В России существуют и характерные для когнитивного капитализма способы сопротивления, тематизированные итальянскими и французскими теоретиками. Это, во-первых, так называемый «исход», exodus (намек на библейский миф исхода из деспотического фараонского Египта). Что такое пресловутая «утечка мозгов», или неожиданные внутрипрофессиональные миграции (например, из преподавателей философии в продавцы «Гербалайфа»), как не «исход»? Так же стоит интерпретировать утопические фантазии интеллектуальных работников, для которых тот тип государства и общества, который здесь преобладает, представляется достаточно трудно переносимым, хотя способов политической борьбы с ним они уже не видят. Так, несколько лет назад, во время оранжевой революции в Украине, в Интернете был популярен проект организации сходной революции в Белоруссии, свержения Лукашенко, и массовой миграции российских интеллигентов на «освобожденные территории». Или, например, также популярными были фантазии о бегстве в Калининградскую область с ее последующим отторжением от территории РФ. Таким образом, в российском обществе можно выделить целую область «постфордистской» социальной симптоматики, хотя, разумеется, эту тенденцию нельзя считать доминирующей, а скорее дополняющей другие теоретические модели.
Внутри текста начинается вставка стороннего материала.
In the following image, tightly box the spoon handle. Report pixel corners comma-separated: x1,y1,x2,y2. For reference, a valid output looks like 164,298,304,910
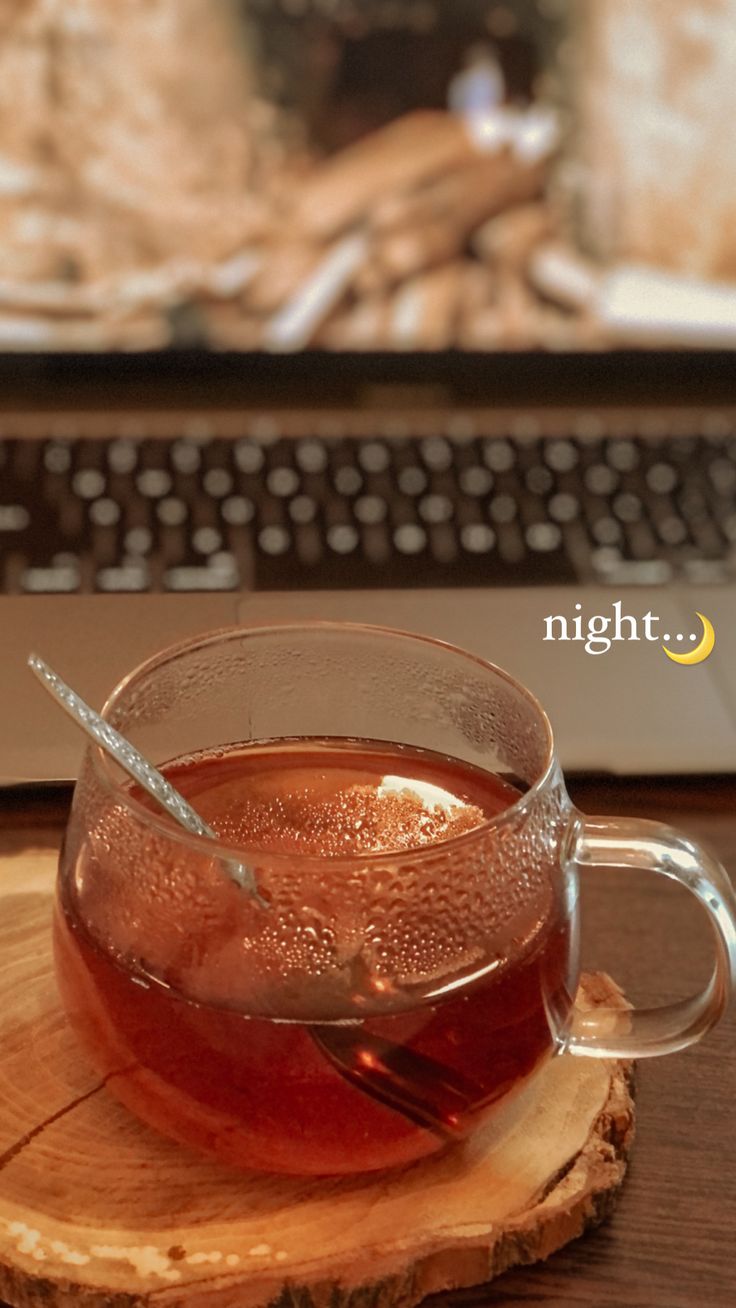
27,654,258,893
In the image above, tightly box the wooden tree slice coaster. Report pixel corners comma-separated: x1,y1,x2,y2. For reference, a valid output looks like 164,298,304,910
0,850,634,1308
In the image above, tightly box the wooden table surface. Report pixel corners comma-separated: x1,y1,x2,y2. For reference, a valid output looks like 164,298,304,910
0,778,736,1308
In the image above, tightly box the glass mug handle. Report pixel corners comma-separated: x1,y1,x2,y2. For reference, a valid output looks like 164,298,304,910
565,814,736,1058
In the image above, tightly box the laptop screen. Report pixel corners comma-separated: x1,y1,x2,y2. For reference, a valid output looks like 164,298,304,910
0,0,736,356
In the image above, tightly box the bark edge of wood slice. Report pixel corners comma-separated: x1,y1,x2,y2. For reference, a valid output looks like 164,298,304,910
0,850,634,1308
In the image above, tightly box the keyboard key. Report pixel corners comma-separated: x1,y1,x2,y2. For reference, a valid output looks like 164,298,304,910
89,497,120,527
544,441,580,472
418,494,455,523
524,463,554,496
327,522,361,555
396,463,429,496
420,436,452,472
0,504,30,531
358,441,391,473
136,468,171,500
170,439,200,478
72,468,105,500
488,494,516,525
97,562,149,593
123,527,153,555
220,494,255,527
584,463,620,496
294,441,328,475
460,522,495,555
21,564,80,595
258,523,292,557
458,463,493,498
527,522,562,555
333,467,363,498
289,494,318,526
482,439,516,472
233,441,265,476
43,441,72,476
393,522,427,555
163,566,238,591
265,467,299,500
605,441,641,472
156,496,190,527
192,527,222,555
353,494,388,527
646,463,685,494
106,439,139,476
548,492,580,522
201,468,233,500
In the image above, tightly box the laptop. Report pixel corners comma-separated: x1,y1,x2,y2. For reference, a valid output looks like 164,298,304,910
0,5,736,786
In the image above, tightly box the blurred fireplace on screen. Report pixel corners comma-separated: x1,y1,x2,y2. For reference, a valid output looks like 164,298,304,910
0,0,736,353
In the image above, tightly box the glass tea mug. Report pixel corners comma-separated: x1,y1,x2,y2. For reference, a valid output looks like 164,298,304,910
55,623,736,1175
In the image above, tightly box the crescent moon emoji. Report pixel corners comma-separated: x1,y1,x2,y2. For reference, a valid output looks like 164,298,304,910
661,613,715,667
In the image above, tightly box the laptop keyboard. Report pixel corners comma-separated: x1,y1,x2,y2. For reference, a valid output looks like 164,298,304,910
0,430,736,594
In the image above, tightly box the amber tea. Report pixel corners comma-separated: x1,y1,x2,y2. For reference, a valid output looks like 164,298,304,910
56,739,571,1173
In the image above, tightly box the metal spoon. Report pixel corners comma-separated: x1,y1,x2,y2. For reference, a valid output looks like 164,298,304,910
27,654,267,908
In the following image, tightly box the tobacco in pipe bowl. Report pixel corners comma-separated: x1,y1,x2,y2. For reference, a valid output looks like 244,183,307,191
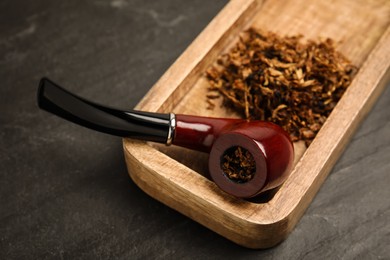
38,78,294,198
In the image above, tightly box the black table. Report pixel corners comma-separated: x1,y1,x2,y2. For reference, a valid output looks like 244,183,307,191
0,0,390,259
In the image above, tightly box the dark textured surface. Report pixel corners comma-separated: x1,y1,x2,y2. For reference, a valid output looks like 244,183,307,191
0,0,390,259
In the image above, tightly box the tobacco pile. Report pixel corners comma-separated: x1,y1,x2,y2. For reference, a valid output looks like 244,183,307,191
206,28,357,146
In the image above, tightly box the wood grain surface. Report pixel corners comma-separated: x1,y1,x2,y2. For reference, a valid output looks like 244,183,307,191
124,0,390,248
0,0,390,259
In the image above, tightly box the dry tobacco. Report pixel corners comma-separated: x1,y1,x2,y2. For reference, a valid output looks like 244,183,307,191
206,28,357,145
221,146,256,183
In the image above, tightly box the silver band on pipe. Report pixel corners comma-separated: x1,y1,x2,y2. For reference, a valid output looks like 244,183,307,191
167,113,176,145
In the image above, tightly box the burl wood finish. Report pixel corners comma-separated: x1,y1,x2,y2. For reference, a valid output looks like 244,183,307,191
173,115,294,198
123,0,390,248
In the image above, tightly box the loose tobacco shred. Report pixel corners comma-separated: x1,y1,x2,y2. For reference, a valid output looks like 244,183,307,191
206,28,357,146
221,146,256,183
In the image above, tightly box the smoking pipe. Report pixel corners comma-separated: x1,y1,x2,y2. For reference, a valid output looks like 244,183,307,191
38,78,294,198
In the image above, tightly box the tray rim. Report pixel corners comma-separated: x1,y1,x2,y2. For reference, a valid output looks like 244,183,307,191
123,0,390,248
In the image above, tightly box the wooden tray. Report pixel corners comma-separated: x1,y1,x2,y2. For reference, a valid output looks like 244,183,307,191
123,0,390,248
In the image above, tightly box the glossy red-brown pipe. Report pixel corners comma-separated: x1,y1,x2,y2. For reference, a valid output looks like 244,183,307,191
38,78,294,198
173,115,294,198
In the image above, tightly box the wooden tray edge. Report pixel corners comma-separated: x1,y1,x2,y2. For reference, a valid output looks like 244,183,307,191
123,0,390,248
3. Новый («постфордистский») фашизм и национализм в России – первые симптомы

Этим леволиберальным утопиям «бегства», как не парадоксально, соответствуют новые формы крайне-правой идеологии, как ни парадоксально для обычной «героической риторики» этого типа, также прославляющей формы бегства и дезертирства. Это и есть новая фашистская или националистическая идеология российского постфордизма. Мы рассмотрим три примера.

(1) В первом примере преобладает элемент бегства и даже дезертирства, о котором мы говорили, а также резко снижен статус государства, что также характерно для постфордистской ситуации.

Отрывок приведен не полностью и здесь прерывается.